- President: Gustavo Riojas Santana
- Founder: Gustavo Riojas Santana
- Founded: 1998
- Dissolved: 2003
- Headquarters: Mexico City
- Ideology: Left-wing nationalism
- Political position: Centre-left

= Party of the Nationalist Society =

The Party of the Nationalist Society (Partido de la Sociedad Nacionalista, PSN) is a former political party in Mexico that existed between 1998 and 2003. Founded and led by Gustavo Riojas Santana, it was a center-left party which advocated nationalist policies.

The PSN was widely considered to be a "family party" since most of the party's top offices were occupied by relatives of Riojas Santana, allegedly for personal benefit.
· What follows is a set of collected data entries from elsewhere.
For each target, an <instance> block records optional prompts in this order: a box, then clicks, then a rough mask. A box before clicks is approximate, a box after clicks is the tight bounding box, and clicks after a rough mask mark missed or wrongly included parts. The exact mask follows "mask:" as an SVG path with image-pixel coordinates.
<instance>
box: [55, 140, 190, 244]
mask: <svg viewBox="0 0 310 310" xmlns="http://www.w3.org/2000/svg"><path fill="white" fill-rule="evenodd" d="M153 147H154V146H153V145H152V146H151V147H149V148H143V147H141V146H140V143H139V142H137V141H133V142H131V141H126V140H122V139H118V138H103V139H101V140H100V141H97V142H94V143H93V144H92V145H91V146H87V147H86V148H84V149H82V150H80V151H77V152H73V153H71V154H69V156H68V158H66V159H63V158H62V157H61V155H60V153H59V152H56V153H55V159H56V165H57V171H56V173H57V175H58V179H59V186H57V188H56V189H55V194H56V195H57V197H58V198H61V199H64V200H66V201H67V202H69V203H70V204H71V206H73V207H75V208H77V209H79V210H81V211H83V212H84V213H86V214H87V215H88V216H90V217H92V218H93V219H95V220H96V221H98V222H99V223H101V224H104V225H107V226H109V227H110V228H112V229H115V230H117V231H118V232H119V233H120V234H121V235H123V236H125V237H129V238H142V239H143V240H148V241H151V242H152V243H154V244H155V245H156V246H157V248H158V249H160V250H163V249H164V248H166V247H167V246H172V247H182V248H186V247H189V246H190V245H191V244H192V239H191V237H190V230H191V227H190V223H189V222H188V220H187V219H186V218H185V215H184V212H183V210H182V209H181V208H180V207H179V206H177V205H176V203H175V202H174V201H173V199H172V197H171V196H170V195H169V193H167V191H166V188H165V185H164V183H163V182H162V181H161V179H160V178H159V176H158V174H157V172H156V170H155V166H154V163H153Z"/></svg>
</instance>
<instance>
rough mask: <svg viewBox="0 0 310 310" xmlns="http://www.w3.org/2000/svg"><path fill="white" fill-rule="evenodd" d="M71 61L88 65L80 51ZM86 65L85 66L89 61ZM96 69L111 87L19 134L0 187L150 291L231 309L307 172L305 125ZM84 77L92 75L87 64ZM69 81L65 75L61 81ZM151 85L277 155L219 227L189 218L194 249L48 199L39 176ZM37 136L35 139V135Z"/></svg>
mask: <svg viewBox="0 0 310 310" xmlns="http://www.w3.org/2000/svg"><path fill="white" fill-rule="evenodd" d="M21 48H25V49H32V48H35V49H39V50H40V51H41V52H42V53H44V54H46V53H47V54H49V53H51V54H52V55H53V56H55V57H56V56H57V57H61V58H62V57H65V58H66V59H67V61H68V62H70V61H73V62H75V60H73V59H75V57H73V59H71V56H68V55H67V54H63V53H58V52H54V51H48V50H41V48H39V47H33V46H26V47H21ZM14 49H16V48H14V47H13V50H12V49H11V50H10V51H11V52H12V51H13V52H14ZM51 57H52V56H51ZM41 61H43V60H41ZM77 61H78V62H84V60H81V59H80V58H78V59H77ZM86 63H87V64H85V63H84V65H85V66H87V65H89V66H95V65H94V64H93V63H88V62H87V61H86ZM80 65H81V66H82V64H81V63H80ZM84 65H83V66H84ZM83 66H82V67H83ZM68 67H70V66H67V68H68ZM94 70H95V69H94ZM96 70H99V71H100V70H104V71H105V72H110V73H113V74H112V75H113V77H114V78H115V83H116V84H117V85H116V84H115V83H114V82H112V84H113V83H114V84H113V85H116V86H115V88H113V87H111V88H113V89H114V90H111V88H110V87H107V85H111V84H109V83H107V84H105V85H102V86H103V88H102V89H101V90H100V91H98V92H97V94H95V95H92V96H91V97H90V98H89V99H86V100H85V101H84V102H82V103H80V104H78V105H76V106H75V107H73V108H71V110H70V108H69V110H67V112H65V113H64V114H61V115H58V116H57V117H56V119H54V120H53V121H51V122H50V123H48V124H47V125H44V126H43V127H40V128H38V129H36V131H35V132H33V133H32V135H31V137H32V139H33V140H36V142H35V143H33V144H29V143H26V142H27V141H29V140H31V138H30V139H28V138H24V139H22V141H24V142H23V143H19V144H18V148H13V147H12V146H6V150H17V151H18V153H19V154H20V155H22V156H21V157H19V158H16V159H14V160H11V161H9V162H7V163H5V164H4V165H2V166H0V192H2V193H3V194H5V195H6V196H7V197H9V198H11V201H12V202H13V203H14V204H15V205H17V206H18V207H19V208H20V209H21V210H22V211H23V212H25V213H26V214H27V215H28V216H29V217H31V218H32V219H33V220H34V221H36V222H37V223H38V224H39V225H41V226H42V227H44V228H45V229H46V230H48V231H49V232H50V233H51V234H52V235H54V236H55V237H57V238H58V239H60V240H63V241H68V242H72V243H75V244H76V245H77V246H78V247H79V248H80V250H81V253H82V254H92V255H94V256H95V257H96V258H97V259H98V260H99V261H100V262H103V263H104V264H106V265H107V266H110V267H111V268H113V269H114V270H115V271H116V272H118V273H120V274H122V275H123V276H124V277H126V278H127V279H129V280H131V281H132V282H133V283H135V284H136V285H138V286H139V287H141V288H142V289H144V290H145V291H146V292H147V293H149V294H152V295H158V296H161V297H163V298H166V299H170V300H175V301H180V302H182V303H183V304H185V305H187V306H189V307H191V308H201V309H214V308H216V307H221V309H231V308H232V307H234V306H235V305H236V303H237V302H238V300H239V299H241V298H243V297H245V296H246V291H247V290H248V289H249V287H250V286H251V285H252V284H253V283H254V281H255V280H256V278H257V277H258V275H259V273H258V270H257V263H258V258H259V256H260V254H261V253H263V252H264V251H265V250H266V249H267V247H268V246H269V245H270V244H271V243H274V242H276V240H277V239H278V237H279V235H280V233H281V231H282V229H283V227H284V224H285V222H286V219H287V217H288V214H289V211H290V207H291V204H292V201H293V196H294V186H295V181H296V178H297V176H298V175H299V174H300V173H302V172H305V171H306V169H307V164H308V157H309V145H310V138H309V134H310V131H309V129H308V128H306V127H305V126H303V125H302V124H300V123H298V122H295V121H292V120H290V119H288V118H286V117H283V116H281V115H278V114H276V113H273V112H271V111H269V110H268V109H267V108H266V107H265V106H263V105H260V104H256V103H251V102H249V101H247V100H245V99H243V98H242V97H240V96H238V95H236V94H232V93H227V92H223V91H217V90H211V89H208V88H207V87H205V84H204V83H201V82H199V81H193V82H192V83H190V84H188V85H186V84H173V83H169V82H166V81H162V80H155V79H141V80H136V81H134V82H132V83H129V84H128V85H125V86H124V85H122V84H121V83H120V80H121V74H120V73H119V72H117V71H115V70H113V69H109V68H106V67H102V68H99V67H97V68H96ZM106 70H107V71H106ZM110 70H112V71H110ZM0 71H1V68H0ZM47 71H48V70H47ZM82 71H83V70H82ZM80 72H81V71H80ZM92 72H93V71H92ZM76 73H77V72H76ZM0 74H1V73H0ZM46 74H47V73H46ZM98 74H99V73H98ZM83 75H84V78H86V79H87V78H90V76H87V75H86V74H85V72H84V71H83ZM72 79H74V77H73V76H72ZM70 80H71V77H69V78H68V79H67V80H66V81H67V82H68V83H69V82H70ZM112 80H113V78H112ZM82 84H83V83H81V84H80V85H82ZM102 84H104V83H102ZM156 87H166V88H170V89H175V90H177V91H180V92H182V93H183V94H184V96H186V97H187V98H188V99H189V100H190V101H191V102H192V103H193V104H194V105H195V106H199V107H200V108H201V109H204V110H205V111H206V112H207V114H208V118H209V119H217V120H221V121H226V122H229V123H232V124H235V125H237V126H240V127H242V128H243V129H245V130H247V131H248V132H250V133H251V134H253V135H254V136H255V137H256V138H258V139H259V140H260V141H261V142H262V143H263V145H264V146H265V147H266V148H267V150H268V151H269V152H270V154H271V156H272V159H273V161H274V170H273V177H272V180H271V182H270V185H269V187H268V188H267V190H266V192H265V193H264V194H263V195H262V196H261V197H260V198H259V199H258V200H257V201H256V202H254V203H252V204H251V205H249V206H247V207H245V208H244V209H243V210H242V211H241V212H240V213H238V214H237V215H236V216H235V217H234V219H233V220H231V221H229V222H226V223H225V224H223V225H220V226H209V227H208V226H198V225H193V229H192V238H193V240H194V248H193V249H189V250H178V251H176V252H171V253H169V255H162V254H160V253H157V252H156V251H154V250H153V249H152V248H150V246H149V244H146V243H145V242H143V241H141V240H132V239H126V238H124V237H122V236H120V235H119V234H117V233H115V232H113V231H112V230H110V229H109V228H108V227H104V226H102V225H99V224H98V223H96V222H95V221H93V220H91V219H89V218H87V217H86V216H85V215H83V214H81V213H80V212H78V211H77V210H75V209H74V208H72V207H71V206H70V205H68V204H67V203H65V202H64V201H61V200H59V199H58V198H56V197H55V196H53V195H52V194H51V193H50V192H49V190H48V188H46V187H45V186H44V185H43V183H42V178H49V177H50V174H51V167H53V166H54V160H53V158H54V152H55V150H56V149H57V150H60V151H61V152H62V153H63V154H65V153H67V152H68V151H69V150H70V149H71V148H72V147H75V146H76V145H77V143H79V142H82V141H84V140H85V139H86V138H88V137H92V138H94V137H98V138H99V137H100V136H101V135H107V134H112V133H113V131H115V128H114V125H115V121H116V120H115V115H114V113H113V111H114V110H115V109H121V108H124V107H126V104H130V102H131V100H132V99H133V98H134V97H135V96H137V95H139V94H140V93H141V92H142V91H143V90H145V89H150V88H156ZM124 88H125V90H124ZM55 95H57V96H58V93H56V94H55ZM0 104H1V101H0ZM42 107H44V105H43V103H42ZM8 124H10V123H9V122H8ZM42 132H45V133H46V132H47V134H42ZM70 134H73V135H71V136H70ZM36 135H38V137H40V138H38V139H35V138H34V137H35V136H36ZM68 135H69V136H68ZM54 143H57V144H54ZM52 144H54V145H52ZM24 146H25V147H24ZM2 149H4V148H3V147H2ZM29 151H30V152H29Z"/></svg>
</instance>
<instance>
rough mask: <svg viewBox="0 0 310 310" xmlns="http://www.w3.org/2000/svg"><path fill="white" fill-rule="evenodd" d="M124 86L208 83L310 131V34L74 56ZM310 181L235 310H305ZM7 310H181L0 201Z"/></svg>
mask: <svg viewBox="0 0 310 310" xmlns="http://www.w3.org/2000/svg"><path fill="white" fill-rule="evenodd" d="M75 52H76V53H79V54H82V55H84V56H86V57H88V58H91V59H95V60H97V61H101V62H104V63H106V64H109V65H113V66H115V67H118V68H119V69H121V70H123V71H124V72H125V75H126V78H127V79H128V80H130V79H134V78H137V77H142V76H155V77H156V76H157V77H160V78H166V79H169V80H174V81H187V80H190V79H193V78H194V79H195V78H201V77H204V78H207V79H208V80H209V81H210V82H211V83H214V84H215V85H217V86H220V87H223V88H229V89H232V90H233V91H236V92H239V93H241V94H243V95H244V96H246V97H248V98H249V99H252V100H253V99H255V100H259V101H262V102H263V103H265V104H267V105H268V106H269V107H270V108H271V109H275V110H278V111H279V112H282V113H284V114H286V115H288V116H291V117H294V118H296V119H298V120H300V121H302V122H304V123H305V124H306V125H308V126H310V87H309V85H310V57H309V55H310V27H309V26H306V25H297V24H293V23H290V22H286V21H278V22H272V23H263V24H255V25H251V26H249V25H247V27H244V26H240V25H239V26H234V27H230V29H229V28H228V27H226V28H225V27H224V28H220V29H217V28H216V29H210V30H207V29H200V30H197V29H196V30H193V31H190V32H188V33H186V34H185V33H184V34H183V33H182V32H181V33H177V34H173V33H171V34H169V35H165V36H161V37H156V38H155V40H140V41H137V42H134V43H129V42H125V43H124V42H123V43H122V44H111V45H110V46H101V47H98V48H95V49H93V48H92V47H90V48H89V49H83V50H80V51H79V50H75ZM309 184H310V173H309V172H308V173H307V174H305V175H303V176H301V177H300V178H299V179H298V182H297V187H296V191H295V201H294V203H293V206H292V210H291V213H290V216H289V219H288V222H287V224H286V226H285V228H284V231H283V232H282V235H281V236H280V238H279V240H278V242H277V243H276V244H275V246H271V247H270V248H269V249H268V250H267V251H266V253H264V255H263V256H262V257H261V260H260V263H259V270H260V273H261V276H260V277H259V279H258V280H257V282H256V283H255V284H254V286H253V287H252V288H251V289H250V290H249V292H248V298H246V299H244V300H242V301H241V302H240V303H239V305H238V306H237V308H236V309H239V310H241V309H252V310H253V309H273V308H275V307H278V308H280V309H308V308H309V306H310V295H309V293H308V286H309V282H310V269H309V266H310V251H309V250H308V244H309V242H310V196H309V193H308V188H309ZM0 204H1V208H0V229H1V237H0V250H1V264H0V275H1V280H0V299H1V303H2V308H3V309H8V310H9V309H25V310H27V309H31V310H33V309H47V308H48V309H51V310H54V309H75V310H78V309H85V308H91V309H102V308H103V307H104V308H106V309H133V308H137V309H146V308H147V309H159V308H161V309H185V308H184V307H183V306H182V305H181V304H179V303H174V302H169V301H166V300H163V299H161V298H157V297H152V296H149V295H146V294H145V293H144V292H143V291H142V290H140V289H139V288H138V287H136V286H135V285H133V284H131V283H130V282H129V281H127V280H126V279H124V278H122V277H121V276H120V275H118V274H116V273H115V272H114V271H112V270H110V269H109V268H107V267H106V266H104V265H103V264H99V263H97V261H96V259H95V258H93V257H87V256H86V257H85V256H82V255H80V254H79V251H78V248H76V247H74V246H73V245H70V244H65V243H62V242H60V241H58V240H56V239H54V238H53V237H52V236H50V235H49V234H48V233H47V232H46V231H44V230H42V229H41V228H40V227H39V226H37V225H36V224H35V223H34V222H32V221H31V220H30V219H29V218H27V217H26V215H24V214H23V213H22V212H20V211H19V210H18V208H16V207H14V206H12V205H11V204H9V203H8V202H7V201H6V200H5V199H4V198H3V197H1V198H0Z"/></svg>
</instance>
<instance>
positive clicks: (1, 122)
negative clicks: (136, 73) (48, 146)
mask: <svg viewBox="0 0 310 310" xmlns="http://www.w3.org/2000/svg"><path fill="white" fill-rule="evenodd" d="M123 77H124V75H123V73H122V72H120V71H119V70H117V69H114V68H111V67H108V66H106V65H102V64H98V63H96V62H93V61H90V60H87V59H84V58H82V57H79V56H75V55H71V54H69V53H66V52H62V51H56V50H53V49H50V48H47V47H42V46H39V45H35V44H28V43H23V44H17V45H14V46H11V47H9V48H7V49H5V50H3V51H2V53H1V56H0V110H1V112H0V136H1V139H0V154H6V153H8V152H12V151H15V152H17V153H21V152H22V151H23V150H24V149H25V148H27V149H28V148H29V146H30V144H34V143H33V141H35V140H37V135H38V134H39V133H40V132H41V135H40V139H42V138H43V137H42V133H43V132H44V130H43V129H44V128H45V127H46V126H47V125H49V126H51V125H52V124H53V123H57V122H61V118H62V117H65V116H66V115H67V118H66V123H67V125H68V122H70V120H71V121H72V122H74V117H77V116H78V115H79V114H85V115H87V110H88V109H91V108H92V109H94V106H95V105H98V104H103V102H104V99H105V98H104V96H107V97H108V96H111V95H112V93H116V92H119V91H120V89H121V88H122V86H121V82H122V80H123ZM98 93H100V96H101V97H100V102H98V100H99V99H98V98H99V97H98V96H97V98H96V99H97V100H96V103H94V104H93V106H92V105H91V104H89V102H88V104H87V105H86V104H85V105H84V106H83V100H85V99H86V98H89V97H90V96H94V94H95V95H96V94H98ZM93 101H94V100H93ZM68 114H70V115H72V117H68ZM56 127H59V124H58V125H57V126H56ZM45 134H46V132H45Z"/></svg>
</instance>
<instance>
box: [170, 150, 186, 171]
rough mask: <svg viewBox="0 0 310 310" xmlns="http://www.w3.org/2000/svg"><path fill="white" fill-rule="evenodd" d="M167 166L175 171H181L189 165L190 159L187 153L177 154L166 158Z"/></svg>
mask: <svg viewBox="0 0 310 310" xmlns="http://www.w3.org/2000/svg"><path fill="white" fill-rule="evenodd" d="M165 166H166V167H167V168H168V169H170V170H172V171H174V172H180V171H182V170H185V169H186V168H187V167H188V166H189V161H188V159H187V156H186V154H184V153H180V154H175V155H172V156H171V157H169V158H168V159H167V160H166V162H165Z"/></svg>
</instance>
In the Mexican general election of July 2, 2000, the party was a member of the Alliance for Mexico, nominating Cuauhtémoc Cárdenas as its presidential candidate. Being part of the Alliance allowed the party to remain registered as a political party after the election, as well as obtaining three seats in the Chamber of Deputies. These seats were assigned to Riojas Santana, his wife and his sister.

== Dissolution ==
In the 2003 midterm elections the PSN ran on its own and failed to obtain any seats in either chamber of the Mexican Congress. Since it also failed to secure 2.0% of the total votes, the party lost its registry as a political party. Shortly thereafter, the Federal Electoral Institute fined Riojas Santana for misuse of the public funds it assigned to the PSN for campaign purposes.